Ces différents avantages participent donc à renforcer l’attractivité et la facilité d’usage des véhicules électriques et justifient le déploiement du Plug & Charge à grande échelle. Cet article s’intéresse aux origines du Plug & Charge, à la technologie sous-jacente et aux enjeux liés à son déploiement auxquels sont confrontés les acteurs de la mobilité.  

Les origines du Plug & Charge 

Le Plug & Charge est un des cas d’usages décrits dans la norme ISO 15118 (“Road vehicles – vehicle to grid communication interface”) ayant pour objectif de décrire les protocoles de communication entre un véhicule électrique et une borne de recharge à des fins de standardisation. Cette norme vise à faciliter l’interopérabilité entre les différents composants (présentés dans la partie 3) impliqués dans le processus de recharge au niveau des véhicules électriques, des infrastructures de recharge et des systèmes de gestion de l’énergie.  

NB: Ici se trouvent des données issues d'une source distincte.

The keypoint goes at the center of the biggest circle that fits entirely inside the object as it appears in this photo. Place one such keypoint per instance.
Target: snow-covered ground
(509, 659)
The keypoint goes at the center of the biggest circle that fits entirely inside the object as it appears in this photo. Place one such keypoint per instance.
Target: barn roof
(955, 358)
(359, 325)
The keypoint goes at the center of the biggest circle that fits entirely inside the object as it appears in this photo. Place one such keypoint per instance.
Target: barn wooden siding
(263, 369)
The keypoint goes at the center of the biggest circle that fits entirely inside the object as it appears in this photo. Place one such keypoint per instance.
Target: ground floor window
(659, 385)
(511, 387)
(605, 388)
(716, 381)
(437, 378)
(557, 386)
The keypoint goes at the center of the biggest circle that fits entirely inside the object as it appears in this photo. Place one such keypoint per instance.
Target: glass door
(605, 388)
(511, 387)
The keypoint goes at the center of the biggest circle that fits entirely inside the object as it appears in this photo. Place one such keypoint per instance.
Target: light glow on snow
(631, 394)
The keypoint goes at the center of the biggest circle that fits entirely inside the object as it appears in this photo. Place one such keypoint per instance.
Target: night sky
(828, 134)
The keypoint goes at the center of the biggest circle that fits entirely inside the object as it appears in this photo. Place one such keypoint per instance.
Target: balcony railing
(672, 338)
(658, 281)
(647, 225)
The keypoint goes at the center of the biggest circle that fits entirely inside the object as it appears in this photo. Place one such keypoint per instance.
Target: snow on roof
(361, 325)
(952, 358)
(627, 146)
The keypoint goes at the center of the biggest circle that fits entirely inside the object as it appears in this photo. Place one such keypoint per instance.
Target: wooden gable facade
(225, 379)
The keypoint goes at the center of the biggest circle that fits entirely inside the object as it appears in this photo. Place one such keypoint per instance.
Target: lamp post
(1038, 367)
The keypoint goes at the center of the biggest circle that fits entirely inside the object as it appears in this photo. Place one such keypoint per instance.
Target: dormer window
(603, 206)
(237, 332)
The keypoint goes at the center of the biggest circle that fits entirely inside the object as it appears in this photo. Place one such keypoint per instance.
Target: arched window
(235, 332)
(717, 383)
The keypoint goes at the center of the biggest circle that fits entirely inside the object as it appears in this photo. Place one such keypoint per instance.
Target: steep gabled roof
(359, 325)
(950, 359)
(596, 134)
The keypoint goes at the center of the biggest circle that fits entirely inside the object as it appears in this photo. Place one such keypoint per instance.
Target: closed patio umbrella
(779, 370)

La norme ISO 15118 met également l’accent sur la sécurité des échanges entre le véhicule électrique et la borne de recharge. Plus précisément, elle aborde les notions d’authenticité – renvoyant à la vérification de l’identité des acteurs impliqués dans le processus de recharge – et de confidentialité –renvoyant à la protection des données échangées lors de la recharge.  

Aussi, le Plug & Charge simplifie l’expérience de la recharge pour les utilisateurs de véhicules électriques en éliminant la nécessité d’une identification externe. L’utilisateur branche simplement le câble à une borne pour lancer la recharge de son véhicule. Celui-ci étant identifié comme lui appartenant, la facturation est déclenchée directement, sans aucune autre action manuelle de sa part pour effectuer le règlement.

Le RFID et l’Autocharge : deux autres solutions d’authentification et de facturation utilisées pour la recharge des véhicules électriques

Le Plug & Charge s’ajoute à d’autres solutions plus ancrées dans le paysage de la recharge électrique.    

La technologie RFID (Radio Frequency IDentification), fréquemment utilisée pour des solutions de recharge plus classiques, comporte des étapes supplémentaires dans le parcours utilisateur d’un conducteur chargeant son véhicule électrique. Elle implique de brancher son véhicule à une borne, puis de s’y authentifier via un badge ou une application smartphone pour déclencher la session de recharge. La puce contenue dans le badge permet d’identifier le propriétaire du véhicule et le contrat souscrit pour utiliser la borne. A titre d’exemple, cette technologie est comparable à celle utilisée pour produire les étiquettes “antivol” pour certains magasins de prêt-à-porter. Enfin, le badge RFID doit être compatible avec la borne utilisée, ce qui n’est pas systématiquement le cas.  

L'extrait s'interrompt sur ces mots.